Maura stretched out in the water, all her curves on display. Did she even realize what she was doing? Stephen coughed as he turned away and dunked under. The hot water did nothing to cool the desire that flickered through his blood with his fires, nor the erection that was all too visible. He scowled as he worked his hands through his hair, hoping to rinse the oil out of it.
When he surfaced again, Maura had her head to one side as she untangled her hair. Vivid red scars stood out on her abdomen and Stephen’s scowl increased. If he had only been a little faster, then she wouldn’t have been injured like that!
“You a
sked me why people have been calling me Alice,” Maura said, a tremble to her voice. “I suppose I owe you an explanation about that.”
Stephen paddled a little closer and found a place on the sloped walls to sit. “I have been wondering.”
“Alice Bishop was the name I grew up with. I wasn’t exactly well-off, but I wasn’t poor, either. I loved my parents and I trusted them. Until I turned twelve and I found out they weren’t my parents at all. They were my kidnappers.”

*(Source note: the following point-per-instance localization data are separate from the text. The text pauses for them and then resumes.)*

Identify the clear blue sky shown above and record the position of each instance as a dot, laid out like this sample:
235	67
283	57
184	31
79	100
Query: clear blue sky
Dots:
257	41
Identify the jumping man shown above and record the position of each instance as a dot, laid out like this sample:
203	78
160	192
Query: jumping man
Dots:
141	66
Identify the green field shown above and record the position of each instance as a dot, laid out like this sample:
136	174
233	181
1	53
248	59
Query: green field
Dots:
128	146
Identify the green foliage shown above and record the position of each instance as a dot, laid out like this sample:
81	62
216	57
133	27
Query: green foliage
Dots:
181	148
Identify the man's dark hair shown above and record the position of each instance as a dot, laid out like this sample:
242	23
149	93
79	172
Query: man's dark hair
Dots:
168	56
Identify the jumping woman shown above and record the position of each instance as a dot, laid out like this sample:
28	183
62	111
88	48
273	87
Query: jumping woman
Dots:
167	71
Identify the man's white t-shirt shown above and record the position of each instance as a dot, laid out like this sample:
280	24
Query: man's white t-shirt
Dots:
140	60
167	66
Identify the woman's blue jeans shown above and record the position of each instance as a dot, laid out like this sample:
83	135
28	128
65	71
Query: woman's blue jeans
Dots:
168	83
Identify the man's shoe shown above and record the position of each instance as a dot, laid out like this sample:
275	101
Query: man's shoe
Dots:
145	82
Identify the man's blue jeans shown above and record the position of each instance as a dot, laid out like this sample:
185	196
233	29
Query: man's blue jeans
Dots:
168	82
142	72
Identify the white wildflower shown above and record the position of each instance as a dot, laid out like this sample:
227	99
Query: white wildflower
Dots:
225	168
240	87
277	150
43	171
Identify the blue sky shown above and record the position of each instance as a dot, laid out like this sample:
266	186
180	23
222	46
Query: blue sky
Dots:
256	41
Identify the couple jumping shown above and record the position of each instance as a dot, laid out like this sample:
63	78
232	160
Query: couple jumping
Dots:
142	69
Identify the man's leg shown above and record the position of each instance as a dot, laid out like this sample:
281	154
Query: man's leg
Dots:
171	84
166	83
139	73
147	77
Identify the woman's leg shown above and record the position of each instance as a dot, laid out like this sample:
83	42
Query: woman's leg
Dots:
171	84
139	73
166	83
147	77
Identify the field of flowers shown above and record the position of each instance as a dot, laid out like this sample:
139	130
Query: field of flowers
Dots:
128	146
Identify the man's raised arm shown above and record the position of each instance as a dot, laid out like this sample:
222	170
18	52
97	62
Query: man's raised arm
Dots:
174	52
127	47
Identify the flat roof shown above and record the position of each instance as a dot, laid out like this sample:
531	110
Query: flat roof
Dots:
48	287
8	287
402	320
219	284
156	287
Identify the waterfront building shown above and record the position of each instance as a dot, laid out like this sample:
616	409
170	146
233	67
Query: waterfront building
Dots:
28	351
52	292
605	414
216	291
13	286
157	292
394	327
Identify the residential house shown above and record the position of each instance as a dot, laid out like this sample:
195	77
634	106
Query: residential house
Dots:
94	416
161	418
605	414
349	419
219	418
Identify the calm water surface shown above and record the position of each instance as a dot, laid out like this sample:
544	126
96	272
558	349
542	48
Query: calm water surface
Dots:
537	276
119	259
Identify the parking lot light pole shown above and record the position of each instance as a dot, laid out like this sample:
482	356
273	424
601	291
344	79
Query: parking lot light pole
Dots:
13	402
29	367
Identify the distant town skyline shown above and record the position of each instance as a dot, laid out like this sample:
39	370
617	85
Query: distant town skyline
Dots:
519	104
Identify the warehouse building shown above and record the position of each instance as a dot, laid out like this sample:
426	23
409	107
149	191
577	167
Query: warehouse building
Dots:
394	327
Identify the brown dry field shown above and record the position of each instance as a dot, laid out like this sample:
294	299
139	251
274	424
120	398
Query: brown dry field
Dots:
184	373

Stephen’s eyes widened. “What?”
“They kidnapped me when I was three years old. My real parents were insanely rich. I had been kidnapped and they wanted a ransom for me. But my parents refused to pay. When it was discovered who I was, the people I knew and loved were thrown into jail, and I never saw them again. I tried to look them up once I was an adult, but they didn’t want anything to do with me.”
Stephen was uncertain how to react to that. What did you say to a story like that? He silently found a smooth rock that he started rubbing on his arms, to try to clean his skin a little more.
“The people whose child I was—well, only the woman was my biological mother.” Her face crumpled into a scowl, although there was pain in her eyes. Maura turned her head to the other side to work out the tangles there. “She’d had an affair with a shifter. She wasn’t one and neither was her husband. So when I started to show signs of shifting… well. You can imagine how that went over. My ‘mother’ would regularly hit me or lock me up. Even put me into therapy to try to get rid of my shifter side.”
“That’s not possible,” Stephen protested.
Maura shook her head. “It’s not. But that didn’t stop her. She’d have done anything to keep her infidelity from coming to light. And it was my fault I was a shifter because I wasn’t trying hard enough not to be.”
Stephen’s hands curled into fists. What sort of cruel, ignorant people would put their child through something like that? And especially knowing that they hadn’t even wanted to ransom their toddler back? Those people didn’t deserve to be called parents.